Worship in Spirit is quenched by external ritual. Worship in Truth is supplanted by man-devised tradition and decrees. This is the legacy of Nimrod’s tower that perpetuates up to today.

Prior to this Babylonian invention, man was his own priest. He had direct access to God through God’s own appointed way: altars of earth and stone. “You shall make an altar of earth for Me in every place where I cause My name to be remembered. If you make an altar of stone for Me, you shall not build it of cut stones, for if you wield your tool on it, you will profane it. And you shall not go up by steps to My altar” –Exodus 20:24-26. The altar of God is not left to human invention and craft. And what a provision!

Stones and earth are readily available in any locale as divinely provided means to worship. Both are creations of God and sufficient to convey true devotion independent of man’s ideas and ingenuity. But now all was forever changed. With the crafting of Nimrod’s tower, permanence was established; movement has ceased. No more is man free to worship as his own priest. His shrine demands that participants come to its locale and be in subjection to ceremonies determined by the priest-craft of others.

Nimrod’s building will require maintenance, maintenance requires a custodian, and both require money. As such, devotees must be solicited and terms of engagement established in order to fund the enterprise; the custodian must eat and the shrine must perpetuate.

The building of shrines eliminates recourse to earth and stones; they are inaccessible and out of sight, covered beneath the tower’s foundation. Neither are they welcome inside. Bring them within and they will immediately be cast out by the custodian and his cronies. What is of God has no place within Nimrod’s structures of burned bricks. Hence mashed and molded, formed and furnaced, multiplied bricks emerge identically proportioned: hardened uniform components incapable of change.

Stones are made by God, each with its unique properties. Bricks are made by man, none with distinctive design. The Lord Jesus builds His church with “living stones” –1 Peter 2:5. The Nimrods of this world fabricate their shrines with identical building blocks of their own schemes. That building plan does not accommodate irregularities and originality. In their crafted traditions, conformity is accounted as communion and uniformity as unity. Thus commences Babylonian priest-craft rule.

Bricks are forced to conform to Nimrod’s mold by subjection through threat, intimidation, and punishment. Those not complying are cast aside as worthless rubble in his greater enterprise; no tolerance for deviants is allowed. And the spirit of Babylon survived Babel’s dispersion on the plains of Shinar.

The legacy of a shrine with its attendant tyrant custodian and man-made traditions is instinctively embedded in the pulse of every culture. Its spirit breathes in every ritual, in every denominated shrine throughout Christendom. Answer this simple question. Where in the NT can you show your typical Sunday morning church service? Where? Just quote one verse. Show to the world that what Christendom does each Sunday morning has even one passage to support what is done in those grand pageants.
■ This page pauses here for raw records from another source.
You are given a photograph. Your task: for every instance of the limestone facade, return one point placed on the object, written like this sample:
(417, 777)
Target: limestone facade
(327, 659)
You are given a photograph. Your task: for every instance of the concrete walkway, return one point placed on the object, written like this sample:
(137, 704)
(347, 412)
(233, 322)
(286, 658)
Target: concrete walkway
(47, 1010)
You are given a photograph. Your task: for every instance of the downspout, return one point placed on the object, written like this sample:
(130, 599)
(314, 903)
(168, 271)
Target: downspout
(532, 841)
Can’t find it can you? If not even one verse in the whole New Testament supports this monstrosity we call “church,” then from whence did it arise? It came from Babylon. Nimrod institutionalized it at his tower and it spread worldwide from there. Priest-craft prevailed. The custodian king reigned.
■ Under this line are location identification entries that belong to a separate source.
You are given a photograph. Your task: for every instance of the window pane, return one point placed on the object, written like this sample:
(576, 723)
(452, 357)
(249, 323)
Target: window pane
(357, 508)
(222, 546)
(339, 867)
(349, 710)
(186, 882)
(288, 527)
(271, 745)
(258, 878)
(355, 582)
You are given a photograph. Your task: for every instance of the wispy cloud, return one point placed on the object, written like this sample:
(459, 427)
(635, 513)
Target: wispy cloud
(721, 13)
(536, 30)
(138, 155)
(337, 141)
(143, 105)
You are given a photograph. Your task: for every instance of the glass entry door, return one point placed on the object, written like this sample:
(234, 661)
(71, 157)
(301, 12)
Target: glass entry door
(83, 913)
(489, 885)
“Worship” was localized at the Shrine. Individual priests were no longer tolerated. All conformed to his scheme. Punishment was meted out for any who did not comply. Money was collected for maintenance of the building and its custodian.

Stones of God’s creation were cast aside for man-made bricks of his own design. Uniformity replaced unity. And rebellion colored it all. It is no small matter when brick is substituted for stone.